A Mathematician's Guide to Beauty
Mathematician Vicky Neale explores the emotional, aesthetic and creative qualities that underpin the most beautiful maths.
What does a mathematician really mean when they describe something as beautiful? Is it the same type of beauty we perceive in art or music or landscapes - and is it something that the average member of the public can grasp?
Mathematician Vicky Neale has felt a deep emotional and aesthetic response to her subject since she was little. Now a Fellow of Balliol College, Oxford University, in this programme she presents her own personal take on what constitutes the idea of the beautiful in mathematics - drawing connections between other fields like art, music, literature and engineering.
Vicky talks to celebrated maths communicator Marcus du Sautoy about the connections between mathematics and literary narrative, and interviews the acclaimed structural engineer Roma Agrawal about how she strives to create beauty when she’s engineering skyscrapers, sculptures and bridges.
Meanwhile, pianist Nicholas Ross tells us how composers like Mozart have used mathematical ideas like the Golden Section and Fibonacci Sequence to structure their works.
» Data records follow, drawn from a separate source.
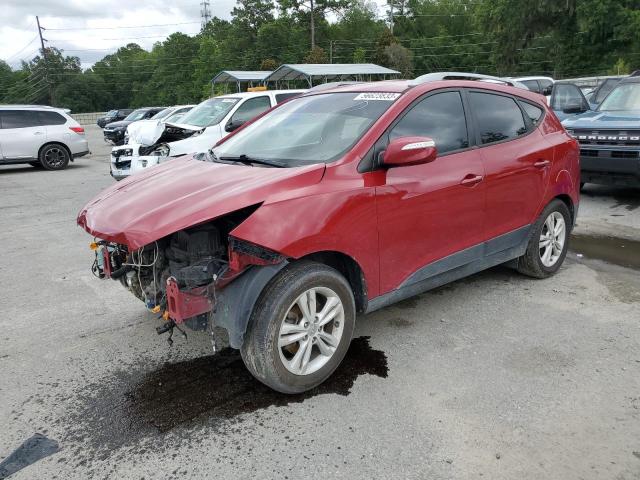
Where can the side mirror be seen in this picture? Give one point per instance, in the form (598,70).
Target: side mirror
(405,151)
(574,108)
(233,125)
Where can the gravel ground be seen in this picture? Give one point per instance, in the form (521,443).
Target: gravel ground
(495,376)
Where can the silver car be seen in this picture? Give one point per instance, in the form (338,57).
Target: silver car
(41,136)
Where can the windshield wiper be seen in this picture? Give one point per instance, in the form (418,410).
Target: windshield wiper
(249,160)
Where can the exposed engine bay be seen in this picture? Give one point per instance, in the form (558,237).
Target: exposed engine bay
(170,133)
(178,276)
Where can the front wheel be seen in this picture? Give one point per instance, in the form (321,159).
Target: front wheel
(301,328)
(549,242)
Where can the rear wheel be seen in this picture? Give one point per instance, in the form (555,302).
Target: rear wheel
(301,328)
(549,242)
(54,157)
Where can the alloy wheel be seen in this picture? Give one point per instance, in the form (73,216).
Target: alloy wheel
(311,331)
(552,239)
(55,157)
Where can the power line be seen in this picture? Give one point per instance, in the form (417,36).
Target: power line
(22,49)
(205,13)
(126,26)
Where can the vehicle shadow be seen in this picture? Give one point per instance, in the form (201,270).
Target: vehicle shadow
(210,391)
(24,168)
(627,197)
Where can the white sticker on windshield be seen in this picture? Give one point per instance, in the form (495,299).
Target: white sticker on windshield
(389,97)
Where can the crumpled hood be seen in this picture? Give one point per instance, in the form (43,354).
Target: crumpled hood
(183,193)
(148,132)
(605,120)
(197,143)
(145,132)
(120,123)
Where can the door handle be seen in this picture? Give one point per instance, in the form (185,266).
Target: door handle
(470,180)
(542,163)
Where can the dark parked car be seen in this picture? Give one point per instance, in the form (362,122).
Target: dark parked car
(114,132)
(609,137)
(113,116)
(341,201)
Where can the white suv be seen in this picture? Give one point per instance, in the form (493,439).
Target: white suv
(196,132)
(40,136)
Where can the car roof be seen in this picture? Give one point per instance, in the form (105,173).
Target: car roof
(630,80)
(403,86)
(257,94)
(533,77)
(32,107)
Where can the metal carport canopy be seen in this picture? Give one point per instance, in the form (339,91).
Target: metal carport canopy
(328,71)
(234,76)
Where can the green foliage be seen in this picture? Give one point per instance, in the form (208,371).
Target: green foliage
(561,38)
(316,55)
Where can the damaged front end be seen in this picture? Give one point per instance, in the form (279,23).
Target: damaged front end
(201,277)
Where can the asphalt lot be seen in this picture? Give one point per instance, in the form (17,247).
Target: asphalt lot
(496,376)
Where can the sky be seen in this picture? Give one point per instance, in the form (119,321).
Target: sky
(91,29)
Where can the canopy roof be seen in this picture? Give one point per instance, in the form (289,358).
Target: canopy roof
(234,76)
(327,71)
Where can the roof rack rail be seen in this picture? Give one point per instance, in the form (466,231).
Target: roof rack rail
(436,76)
(330,85)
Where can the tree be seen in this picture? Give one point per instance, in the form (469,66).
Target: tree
(359,55)
(399,58)
(316,55)
(268,64)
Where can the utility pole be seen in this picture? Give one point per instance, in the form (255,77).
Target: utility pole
(205,13)
(45,60)
(313,28)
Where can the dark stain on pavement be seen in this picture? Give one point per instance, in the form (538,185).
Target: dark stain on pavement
(609,249)
(33,449)
(209,391)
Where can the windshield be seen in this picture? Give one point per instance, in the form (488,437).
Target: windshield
(209,112)
(162,113)
(623,97)
(175,117)
(307,130)
(136,115)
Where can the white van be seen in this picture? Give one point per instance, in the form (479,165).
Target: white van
(196,132)
(41,136)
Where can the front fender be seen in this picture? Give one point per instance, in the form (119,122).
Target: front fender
(338,221)
(235,302)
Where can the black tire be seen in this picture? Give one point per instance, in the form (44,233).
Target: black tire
(54,157)
(260,350)
(530,263)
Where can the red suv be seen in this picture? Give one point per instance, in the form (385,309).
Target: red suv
(341,201)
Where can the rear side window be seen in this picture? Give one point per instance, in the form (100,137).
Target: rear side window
(51,118)
(532,85)
(281,97)
(498,118)
(440,117)
(606,88)
(251,108)
(19,118)
(533,112)
(567,94)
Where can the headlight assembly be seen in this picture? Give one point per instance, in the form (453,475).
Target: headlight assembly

Does it really have an impact on a listener’s enjoyment of them?
Historian June Barrow-Green outlines the history of beauty in maths - from the Ancient Greeks, through a Sanskrit treatise on beauty, to the philosophy of GH Hardy whose Mathematician’s Apology of 1940 famously said “there is no permanent place in the world for ugly mathematics”.
Vicky also takes a stroll around a wet Blenheim Palace - or at least tries to - with philosopher Angie Hobbs, to explore what mathematicians and artists mean by aesthetic ideas like “elegance”, “economy” and “surprise” - and why they appeal.